Prof. Dr. Holger Bonin: Im vergangenen Jahr sind nach offiziellen Angaben mehr als eine Million Flüchtlinge nach Deutschland gekommen. Das klingt erst einmal viel. Wenn man aber bedenkt, dass wir insgesamt 43 Millionen Beschäftigte haben, relativiert sich diese Zahl. Die Erfahrung zeigt, dass der Arbeitsmarkt einen solchen Bevölkerungsanstieg gut verkraftet, obwohl der Staat in der Vergangenheit relativ wenig für die Integration der Flüchtlinge auf dem Arbeitsmarkt getan hat.
Wo gibt es Nachholbedarf?
Bisher gab es kaum Qualifizierungs- und Weiterbildungsmaßnahmen für Flüchtlinge. Das hat sich auf die Beschäftigtenquote ausgewirkt. Von den Flüchtlingen, die ab 1995 nach Deutschland gekommen sind, hatten nach fünf Jahren nur knapp 50 Prozent eine Beschäftigung. Nach 15 Jahren waren es gerade mal 70 bis 80 Prozent. Der Großteil von ihnen erzielt bis heute nur ein niedriges Einkommen. Derzeit sind 25 Prozent der Menschen, die als Flüchtlinge nach Deutschland gekommen sind, im Gastgewerbe beschäftigt und verdienen dort Niedriglohn. Das ist ein alarmierendes Ergebnis. Erschwerend kommt hinzu, dass ein Großteil der Flüchtlinge gering qualifiziert ist, es in Deutschland aber immer weniger Jobs für Geringqualifizierte gibt.

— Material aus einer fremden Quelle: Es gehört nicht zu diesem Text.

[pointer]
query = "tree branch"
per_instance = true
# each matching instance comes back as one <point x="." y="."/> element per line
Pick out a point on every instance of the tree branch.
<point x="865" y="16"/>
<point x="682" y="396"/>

Wie hoch ist der Anteil Geringqualifizierter unter den Flüchtlingen genau?
Das ist schwer zu sagen, denn der Ausbildungsgrad wird im Asylverfahren nicht erfasst. Es gibt jedoch nicht repräsentative Zahlen, die das Bundesamt für Migration und Flüchtlinge (BAMF) 2015 unter den Antragstellern erhoben hat. Demnach hatten 13 Prozent in ihrem Heimatland eine Universität besucht, 18 Prozent hatten eine abgeschlossene Berufsausbildung. Immerhin knapp ein Drittel der Flüchtlinge hat keine formale Ausbildung oder lediglich einen Grundschulabschluss.
Was kann der Staat tun?
Grundsätzlich gibt es drei Möglichkeiten. Wir können zum einen versuchen, die Flüchtlinge so schnell wie möglich in Beschäftigung zu bringen. Dann werden sie eher einfache Tätigkeiten zu niedrigen Löhnen ausüben, zum Beispiel im Gastgewerbe. Das ist der Status quo, aus wirtschaftlicher Sicht aber keine optimale Lösung. Die zweite Möglichkeit ist, nichts zu tun und darauf zu setzen, dass die Menschen nicht lange bei uns bleiben. Das ist aus meiner Sicht die schlechteste Variante, denn das untergräbt jede Eigeninitiative der Flüchtlinge, sich in Deutschland etwas aufzubauen. Für den Staat bedeutet das Kosten, denen keine Einnahmen gegenüberstehen.
Und die dritte Möglichkeit?
Wir investieren und bilden die Flüchtlinge zu Fachkräften weiter. Aus wirtschaftlicher Sicht ist das die beste Variante. In Deutschland gibt es zu wenig Fachkräfte, etwa in der Pflege-, Metall- und Elektronikbranche. Von den Flüchtlingen ist mehr als die Hälfte jünger als 25 Jahre, das heißt, sie stehen am Anfang ihres Berufslebens und sind gut ausbildbar. Natürlich sind mit der Ausbildung zur Fachkraft Kosten verbunden, ihnen stehen jedoch langfristig hohe Steuereinnahmen gegenüber.
Flüchtlinge in Deutschland
Allerdings fehlt es an Räumlichkeiten und Lehrern, um alle Flüchtlinge auszubilden.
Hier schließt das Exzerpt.